The working draft of the EEG 2027 makes ground-mounted PV the central expansion path: rising from 9.9 GW to 14 GW per year from 2027 to 2032. At the same time, the support scheme is being fundamentally rebuilt. The one-sided market premium gives way to a two-sided contract for difference (CfD) with a so-called “refinancing contribution.”

Voltpark chart: how the two-sided CfD works – protection on the downside, a cap on the upside
Voltpark chart: how the two-sided CfD works – protection on the downside, a cap on the upside

What's New?

Until now: if the market price exceeds the applicable value, the operator keeps the surplus. In future: if the technology-specific annual market value exceeds the applicable value, operators above 100 kW must pay back the difference as a refinancing contribution.

There is only a minimum revenue of 0.5 ct/kWh for solar, below which no clawback is allowed. The option to use high-price years as a buffer is thereby capped.

What This Means for Developers Today

1. Plan storage from day one. From mid-2026, the MiSpeL rule allows mixed operation for the first time: PV power (green, EEG-supported) and grid power (grey, market-price-based) in the same storage system. Anyone co-developing a green-power storage system today can capture the upside from grid charging once grid capacity later frees up – provided it is designed accordingly.

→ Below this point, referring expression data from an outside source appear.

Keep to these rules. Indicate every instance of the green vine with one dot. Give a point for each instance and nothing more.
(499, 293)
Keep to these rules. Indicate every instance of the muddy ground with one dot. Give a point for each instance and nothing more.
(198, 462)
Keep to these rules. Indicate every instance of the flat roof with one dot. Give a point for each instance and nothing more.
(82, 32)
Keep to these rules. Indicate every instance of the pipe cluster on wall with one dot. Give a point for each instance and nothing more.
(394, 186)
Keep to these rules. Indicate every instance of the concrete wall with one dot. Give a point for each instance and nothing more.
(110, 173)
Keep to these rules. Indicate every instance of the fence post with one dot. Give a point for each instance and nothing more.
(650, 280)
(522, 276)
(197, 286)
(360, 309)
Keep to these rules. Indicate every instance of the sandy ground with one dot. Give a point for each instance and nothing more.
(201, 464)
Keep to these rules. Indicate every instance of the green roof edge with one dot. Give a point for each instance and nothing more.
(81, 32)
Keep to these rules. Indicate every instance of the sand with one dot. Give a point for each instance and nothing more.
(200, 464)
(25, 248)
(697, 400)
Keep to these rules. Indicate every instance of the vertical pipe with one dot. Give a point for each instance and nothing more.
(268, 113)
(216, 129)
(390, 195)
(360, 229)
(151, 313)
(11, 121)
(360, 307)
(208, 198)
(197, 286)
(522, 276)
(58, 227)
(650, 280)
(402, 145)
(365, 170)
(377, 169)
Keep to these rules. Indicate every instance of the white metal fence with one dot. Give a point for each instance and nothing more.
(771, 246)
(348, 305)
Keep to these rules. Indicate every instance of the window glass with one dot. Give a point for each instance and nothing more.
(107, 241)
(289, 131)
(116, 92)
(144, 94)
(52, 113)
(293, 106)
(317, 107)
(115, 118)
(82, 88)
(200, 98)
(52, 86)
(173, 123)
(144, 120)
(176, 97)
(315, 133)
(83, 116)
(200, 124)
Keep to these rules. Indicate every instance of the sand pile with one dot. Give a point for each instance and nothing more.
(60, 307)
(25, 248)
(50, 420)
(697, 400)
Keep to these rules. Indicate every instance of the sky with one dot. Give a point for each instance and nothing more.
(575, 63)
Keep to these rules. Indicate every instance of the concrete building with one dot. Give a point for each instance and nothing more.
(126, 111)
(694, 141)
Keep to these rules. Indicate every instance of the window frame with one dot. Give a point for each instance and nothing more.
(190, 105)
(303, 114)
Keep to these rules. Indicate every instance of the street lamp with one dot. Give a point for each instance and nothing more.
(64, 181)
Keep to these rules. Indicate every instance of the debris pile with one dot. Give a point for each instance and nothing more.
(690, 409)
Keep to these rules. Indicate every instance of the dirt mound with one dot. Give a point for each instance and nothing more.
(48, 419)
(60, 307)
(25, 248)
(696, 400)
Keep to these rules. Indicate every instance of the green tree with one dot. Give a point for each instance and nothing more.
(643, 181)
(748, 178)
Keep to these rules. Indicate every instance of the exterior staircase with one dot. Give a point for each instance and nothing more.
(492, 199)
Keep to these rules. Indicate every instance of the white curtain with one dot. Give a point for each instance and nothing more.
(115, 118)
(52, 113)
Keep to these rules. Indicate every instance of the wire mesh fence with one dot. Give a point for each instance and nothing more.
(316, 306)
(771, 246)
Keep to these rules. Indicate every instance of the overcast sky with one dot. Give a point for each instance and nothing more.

2. The 2026-vs-2027 cut-off becomes a valuation driver. Projects awarded before the EEG 2027 takes effect remain under the old market-premium logic – with full upside from high-price years and no clawback. Projects under the new regime, by contrast, will require structurally different bidding strategies: because bidders can no longer price in high-price years, award values are likely to rise on aggregate.

3. Diversify revenues. Which prices can be achieved under the new auctions is still unclear. Alongside classic PPAs, hybrid PPAs with storage or on-site PPAs can be sensible alternatives.

Nothing has been decided yet. But anyone developing projects today that will go online in 2027+ should prepare for the new reality.